Vivendi Seeks More Than $6 Billion of Loans for SFR Deal
Vivendi SA (VIV), the owner of the world’s biggest music and video-game companies, is in talks with banks to raise more than 4 billion euros ($6 billion) from loans to fund the acquisition of SFR, three people familiar with the situation said.
Vivendi plans to borrow for 18 months, three years and five years, said the people, who declined to be identified because the deal is private. The creator of video-game publisher Activision Blizzard said last week it agreed to buy the 44 percent of shares in SFR it doesn’t already own, gaining full control of the French mobile-phone operator.
Solange Maulini, a spokeswoman for Paris-based Vivendi, declined to comment on details of the financing.
The transaction, which will be “entirely funded from incremental debt and cash,” weighs on Vivendi’s Baa2 rating, Moody’s Investors Service said. The company is ranked BBB by Standard & Poor’s and Fitch Ratings.

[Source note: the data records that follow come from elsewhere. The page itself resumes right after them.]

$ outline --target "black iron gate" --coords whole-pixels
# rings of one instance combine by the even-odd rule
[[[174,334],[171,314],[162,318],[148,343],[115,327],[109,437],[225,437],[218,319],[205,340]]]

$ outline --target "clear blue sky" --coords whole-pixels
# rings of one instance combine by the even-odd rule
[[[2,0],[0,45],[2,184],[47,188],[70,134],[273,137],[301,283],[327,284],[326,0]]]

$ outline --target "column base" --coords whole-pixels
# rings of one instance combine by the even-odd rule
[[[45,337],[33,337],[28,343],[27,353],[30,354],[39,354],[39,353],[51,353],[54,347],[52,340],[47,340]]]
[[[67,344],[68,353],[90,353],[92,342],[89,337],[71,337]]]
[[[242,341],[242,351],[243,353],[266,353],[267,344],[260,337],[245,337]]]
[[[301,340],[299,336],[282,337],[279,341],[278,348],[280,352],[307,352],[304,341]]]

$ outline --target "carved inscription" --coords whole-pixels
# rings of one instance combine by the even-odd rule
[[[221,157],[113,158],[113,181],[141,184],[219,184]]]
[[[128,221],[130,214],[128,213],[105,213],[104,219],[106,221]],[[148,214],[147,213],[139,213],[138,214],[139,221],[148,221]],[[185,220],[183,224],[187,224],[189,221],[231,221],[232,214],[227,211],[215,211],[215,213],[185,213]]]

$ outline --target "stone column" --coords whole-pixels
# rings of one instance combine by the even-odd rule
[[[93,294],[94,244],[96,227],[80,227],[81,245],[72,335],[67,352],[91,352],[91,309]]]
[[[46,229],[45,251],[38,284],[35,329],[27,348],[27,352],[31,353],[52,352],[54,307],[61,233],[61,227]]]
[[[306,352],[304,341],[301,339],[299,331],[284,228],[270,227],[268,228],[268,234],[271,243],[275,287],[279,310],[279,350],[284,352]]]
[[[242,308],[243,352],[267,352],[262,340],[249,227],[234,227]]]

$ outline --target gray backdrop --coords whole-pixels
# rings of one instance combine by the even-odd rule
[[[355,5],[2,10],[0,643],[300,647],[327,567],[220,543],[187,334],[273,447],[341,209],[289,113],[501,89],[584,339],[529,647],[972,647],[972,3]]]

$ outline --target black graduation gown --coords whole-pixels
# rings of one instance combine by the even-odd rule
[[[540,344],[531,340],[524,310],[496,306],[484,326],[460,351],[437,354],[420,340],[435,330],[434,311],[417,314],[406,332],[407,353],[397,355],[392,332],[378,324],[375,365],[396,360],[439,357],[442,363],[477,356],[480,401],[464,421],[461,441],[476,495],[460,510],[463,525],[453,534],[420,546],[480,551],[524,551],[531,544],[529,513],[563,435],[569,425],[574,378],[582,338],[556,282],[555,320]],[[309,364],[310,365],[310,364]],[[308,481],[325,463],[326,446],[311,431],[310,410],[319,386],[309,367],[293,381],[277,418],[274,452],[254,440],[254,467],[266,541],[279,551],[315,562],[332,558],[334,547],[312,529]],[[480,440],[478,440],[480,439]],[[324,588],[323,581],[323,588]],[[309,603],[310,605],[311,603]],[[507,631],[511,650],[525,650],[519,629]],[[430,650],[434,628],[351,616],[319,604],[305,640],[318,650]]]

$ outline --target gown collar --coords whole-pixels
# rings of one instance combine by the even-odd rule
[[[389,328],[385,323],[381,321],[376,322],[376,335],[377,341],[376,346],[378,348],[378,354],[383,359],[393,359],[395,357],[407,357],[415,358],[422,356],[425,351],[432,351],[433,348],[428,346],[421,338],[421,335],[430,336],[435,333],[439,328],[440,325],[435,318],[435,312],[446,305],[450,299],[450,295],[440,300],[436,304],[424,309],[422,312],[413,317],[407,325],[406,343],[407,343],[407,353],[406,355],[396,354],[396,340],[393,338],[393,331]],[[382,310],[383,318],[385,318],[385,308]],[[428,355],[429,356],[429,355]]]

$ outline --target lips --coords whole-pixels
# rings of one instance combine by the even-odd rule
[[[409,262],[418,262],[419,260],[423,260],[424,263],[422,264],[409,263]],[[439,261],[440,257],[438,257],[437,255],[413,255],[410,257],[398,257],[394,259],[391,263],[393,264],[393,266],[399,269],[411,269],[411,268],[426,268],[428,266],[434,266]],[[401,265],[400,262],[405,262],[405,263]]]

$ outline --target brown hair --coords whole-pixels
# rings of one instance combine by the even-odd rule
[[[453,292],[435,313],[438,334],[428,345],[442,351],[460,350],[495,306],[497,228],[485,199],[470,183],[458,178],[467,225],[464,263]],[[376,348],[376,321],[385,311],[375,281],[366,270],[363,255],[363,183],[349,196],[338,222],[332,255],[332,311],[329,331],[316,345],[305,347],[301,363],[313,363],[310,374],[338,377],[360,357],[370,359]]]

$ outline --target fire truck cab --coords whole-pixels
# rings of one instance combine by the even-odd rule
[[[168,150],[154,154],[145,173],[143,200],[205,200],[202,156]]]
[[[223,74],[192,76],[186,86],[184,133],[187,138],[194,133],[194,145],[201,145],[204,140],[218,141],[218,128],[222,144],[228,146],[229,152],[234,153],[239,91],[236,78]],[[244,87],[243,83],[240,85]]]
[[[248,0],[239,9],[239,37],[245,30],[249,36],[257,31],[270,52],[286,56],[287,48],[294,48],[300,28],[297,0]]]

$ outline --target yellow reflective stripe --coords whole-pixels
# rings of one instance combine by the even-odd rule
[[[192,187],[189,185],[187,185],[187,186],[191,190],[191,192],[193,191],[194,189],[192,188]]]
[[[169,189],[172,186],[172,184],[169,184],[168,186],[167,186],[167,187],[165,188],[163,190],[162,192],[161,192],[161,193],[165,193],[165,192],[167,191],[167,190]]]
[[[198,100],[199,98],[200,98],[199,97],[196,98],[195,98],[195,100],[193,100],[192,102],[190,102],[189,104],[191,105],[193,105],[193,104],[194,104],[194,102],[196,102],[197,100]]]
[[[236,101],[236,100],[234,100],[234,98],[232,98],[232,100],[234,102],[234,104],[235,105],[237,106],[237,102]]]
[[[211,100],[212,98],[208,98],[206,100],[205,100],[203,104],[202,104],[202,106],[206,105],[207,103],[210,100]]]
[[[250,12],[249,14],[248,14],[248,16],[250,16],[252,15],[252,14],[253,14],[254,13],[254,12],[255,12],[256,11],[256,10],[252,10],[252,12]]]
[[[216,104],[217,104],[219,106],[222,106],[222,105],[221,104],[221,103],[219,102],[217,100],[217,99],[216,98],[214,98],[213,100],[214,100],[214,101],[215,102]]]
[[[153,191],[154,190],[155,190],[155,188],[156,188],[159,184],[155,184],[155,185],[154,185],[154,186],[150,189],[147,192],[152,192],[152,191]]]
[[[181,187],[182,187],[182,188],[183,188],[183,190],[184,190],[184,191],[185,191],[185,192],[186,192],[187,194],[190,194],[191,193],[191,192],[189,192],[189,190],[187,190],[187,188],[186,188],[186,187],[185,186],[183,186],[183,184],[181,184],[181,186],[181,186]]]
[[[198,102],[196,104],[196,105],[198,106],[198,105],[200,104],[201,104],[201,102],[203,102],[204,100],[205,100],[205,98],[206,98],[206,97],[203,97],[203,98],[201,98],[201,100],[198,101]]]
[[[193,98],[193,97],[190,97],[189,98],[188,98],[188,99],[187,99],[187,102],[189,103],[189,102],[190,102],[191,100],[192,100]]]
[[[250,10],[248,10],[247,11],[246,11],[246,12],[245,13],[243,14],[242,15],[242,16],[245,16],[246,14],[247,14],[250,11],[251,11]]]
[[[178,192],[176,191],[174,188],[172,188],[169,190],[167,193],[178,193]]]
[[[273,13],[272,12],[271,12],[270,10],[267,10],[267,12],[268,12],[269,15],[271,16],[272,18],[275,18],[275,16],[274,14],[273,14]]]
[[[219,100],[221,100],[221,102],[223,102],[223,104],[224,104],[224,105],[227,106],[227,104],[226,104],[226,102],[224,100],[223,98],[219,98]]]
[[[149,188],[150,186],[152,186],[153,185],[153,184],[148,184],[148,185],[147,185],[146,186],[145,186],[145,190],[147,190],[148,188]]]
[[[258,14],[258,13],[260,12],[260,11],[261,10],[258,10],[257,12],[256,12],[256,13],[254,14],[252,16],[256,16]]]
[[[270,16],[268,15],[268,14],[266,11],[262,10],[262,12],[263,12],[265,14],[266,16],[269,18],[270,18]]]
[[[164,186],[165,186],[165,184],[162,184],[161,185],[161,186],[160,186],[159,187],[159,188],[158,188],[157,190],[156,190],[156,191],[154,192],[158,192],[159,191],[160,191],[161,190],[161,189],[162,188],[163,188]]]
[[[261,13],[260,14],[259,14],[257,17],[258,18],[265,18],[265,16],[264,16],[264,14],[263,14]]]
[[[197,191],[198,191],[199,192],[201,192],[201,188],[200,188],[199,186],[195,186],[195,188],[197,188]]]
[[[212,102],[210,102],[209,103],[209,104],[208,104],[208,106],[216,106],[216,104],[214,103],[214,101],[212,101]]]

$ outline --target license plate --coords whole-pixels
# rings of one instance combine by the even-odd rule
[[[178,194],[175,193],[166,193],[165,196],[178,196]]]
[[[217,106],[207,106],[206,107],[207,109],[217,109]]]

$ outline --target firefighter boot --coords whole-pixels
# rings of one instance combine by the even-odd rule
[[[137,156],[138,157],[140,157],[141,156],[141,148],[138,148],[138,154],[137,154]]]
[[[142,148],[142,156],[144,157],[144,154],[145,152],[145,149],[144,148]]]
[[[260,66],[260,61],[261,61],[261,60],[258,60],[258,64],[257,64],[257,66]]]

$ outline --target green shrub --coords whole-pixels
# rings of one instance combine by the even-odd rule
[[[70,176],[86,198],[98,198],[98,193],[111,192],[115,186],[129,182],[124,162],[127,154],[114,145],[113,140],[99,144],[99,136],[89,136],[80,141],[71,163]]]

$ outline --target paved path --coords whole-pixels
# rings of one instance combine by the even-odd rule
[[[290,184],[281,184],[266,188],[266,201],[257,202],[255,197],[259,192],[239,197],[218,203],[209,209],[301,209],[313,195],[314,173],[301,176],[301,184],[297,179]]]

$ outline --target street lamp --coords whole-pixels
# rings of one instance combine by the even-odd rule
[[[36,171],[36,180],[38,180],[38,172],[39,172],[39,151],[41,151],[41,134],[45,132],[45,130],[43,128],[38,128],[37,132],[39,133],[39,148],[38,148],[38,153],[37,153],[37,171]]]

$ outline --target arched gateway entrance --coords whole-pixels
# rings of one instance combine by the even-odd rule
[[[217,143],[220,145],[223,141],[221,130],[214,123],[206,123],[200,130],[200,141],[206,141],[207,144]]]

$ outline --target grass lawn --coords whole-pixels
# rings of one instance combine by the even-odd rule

Credit-default swaps linked to Vivendi’s debt rose to 97.5 basis points from 96.3 yesterday, according to CMA in London. Swaps are used to speculate on a company’s ability to repay debt and increase when perceptions of credit quality deteriorate.
Vivendi has 3.2 billion euros of cash and 5.9 billion euros of undrawn credit lines, the company said on April 4. Net debt is forecast for 13.5 billion euros at the end of this year, which won’t compromise its BBB rating, Vivendi said.
A basis point on a credit-default swap protecting 10 million euros of debt for five years is equivalent to 1,000 euros a year. Swaps pay the buyer face value in exchange for the underlying securities or the cash equivalent should a borrower fail to adhere to its debt agreements.